If Hamzah could have stopped the whippings, he would have done so years back; but mothers dealt with daughters and fathers with sons. And his boast that he’d never lifted his hand to Zara lost out to the fact he’d never actually raised his voice to protect her either. Tradition strangled him, Hamzah knew that. Under the silk shirt and Gucci suit he was still a felaheen at heart.

Zara, however, was not a felaheen daughter. Proper schools, two years in New York and a career at the Bibliotheka Iskandryia had seen to that. She was brave, beautiful and smitten with Ashraf Bey, although Hamzah was prepared to bet almost anything she hadn’t let Raf know that.

He understood what drove his daughter. What was even weirder, he actually admired her while knowing full well it was meant to be the other way round.

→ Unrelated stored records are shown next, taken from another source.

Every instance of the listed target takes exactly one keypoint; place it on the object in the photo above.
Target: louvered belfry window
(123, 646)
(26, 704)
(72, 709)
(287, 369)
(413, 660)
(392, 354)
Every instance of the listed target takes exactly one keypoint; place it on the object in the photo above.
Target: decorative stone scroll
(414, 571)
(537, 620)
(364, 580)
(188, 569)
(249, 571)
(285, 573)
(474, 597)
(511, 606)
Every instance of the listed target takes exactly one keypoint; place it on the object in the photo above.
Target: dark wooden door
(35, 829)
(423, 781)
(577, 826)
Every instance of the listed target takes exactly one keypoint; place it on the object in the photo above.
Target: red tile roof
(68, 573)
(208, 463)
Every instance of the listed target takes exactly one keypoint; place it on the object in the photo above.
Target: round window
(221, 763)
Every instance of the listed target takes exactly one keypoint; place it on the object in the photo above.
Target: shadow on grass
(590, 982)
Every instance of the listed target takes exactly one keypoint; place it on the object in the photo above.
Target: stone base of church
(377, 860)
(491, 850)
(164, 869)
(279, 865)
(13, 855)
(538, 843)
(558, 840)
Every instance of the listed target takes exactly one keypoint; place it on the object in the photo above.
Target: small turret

“Olga, I’ve got a problem . . .”

Her laugh was instinctive. “You’ve got lots of—” Then she stopped. “You mean you’ve got a problem I don’t know about?” Olga paused in the doorway, then quietly came back to where Hamzah sat. She didn’t perch on the edge of his desk or casually grab a chair and straddle it. She waited for Hamzah to nod towards a leather sofa. And when she sat it was elegantly, with her stockinged legs crossed at the ankle.

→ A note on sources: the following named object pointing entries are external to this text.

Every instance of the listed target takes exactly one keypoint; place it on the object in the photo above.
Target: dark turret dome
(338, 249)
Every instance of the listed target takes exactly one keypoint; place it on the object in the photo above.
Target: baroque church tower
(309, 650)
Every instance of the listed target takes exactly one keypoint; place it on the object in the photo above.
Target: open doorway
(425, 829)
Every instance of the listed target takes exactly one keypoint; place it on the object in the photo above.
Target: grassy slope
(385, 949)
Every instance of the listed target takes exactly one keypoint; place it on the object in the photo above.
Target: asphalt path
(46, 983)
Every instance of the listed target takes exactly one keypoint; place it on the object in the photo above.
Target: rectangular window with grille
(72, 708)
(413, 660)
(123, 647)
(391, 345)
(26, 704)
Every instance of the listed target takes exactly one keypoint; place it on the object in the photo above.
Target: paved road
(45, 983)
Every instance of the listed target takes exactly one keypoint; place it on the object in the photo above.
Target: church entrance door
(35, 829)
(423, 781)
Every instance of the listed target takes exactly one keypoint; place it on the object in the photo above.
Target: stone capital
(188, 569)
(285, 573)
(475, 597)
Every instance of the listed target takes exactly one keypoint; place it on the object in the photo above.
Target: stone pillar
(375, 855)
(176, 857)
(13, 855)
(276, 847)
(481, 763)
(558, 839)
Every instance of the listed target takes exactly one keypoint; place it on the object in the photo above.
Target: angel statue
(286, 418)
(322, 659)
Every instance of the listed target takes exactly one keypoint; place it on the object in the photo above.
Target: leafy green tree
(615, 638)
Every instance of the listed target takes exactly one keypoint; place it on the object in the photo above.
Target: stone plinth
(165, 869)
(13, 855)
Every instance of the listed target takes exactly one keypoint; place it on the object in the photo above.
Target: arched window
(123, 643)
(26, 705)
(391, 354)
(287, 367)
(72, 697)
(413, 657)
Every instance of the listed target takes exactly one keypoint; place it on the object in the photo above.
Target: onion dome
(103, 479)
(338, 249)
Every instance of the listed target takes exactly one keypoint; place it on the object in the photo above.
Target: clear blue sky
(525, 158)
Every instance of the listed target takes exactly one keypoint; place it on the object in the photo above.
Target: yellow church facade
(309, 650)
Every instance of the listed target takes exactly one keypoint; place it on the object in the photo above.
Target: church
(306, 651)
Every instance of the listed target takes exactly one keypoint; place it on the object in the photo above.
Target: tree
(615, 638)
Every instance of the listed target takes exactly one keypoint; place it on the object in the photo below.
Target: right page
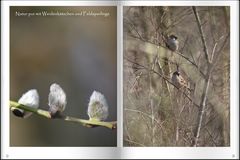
(176, 77)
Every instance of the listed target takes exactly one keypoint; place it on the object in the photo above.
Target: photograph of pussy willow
(176, 76)
(63, 76)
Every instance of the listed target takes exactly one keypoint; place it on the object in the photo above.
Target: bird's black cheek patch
(18, 113)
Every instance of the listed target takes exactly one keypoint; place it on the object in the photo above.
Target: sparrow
(178, 80)
(57, 100)
(172, 43)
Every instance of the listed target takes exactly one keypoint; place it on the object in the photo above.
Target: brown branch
(201, 34)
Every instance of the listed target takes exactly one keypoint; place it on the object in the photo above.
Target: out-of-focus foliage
(155, 112)
(77, 52)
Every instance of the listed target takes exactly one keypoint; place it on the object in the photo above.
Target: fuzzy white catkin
(30, 99)
(97, 107)
(57, 100)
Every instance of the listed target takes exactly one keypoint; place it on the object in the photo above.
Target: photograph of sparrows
(178, 80)
(172, 43)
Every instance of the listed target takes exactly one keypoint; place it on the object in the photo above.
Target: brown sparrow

Hamzah wondered what Olga saw when she looked at him. A filthy capitalist? A self-deluded gangster? A parvenu so desperate for baubles he bought his own title? Or a father unable to safeguard a daughter who refused all protection?

“Okay,” said Olga briskly. “Problems I do know about . . . Your daughter’s been busted by the morales for running an illegal club. She’s in love with some spoilt little princeling who doesn’t know his arse from his elbow. There are rumours of a strike at the refinery. And, despite a full and frank talk, someone’s still asking around about your childhood, according to Kamil . . .”

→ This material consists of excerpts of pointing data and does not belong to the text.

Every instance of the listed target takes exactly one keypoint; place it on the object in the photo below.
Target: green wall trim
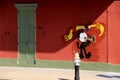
(26, 6)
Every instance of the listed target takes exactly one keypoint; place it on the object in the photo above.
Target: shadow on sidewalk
(63, 79)
(4, 79)
(108, 76)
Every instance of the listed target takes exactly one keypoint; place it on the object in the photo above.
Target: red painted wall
(54, 19)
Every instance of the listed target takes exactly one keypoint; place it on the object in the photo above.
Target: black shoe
(88, 55)
(81, 56)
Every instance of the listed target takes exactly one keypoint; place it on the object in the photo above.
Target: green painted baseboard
(63, 65)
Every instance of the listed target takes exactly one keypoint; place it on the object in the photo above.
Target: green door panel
(26, 33)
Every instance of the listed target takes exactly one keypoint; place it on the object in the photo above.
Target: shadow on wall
(54, 19)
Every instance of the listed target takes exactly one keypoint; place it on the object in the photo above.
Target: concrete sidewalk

“Avatar,” Hamzah corrected, without even thinking about it. “He calls himself DJ Avatar.”

“Whatever. He could still become a problem . . .”

“No,” said Hamzah. “Ashraf Bey’s a problem. Avatar just wishes he was.”

“You believe the bey’s for real?”

“I know he is,” Hamzah said heavily. “And he’s a trained killer, government issue . . . A bit damaged round the edges but still under guarantee.” The big man laughed. “Well, that was how he described himself.”

“And you actually wanted this man to marry your daughter?”

“I want,” Hamzah corrected her. “More than want, I need this man to marry Zara.”

“I see,” said Olga. “Can I ask why?”

Hamzah shook his head. There were, in his experience, immutable laws about how fathers felt regarding the suitors who sent flowers and elegant cards to their daughters. The first feeling of hatred gave way to one of regret. Third, and finally, came loss as the daughter became a woman. So was it written.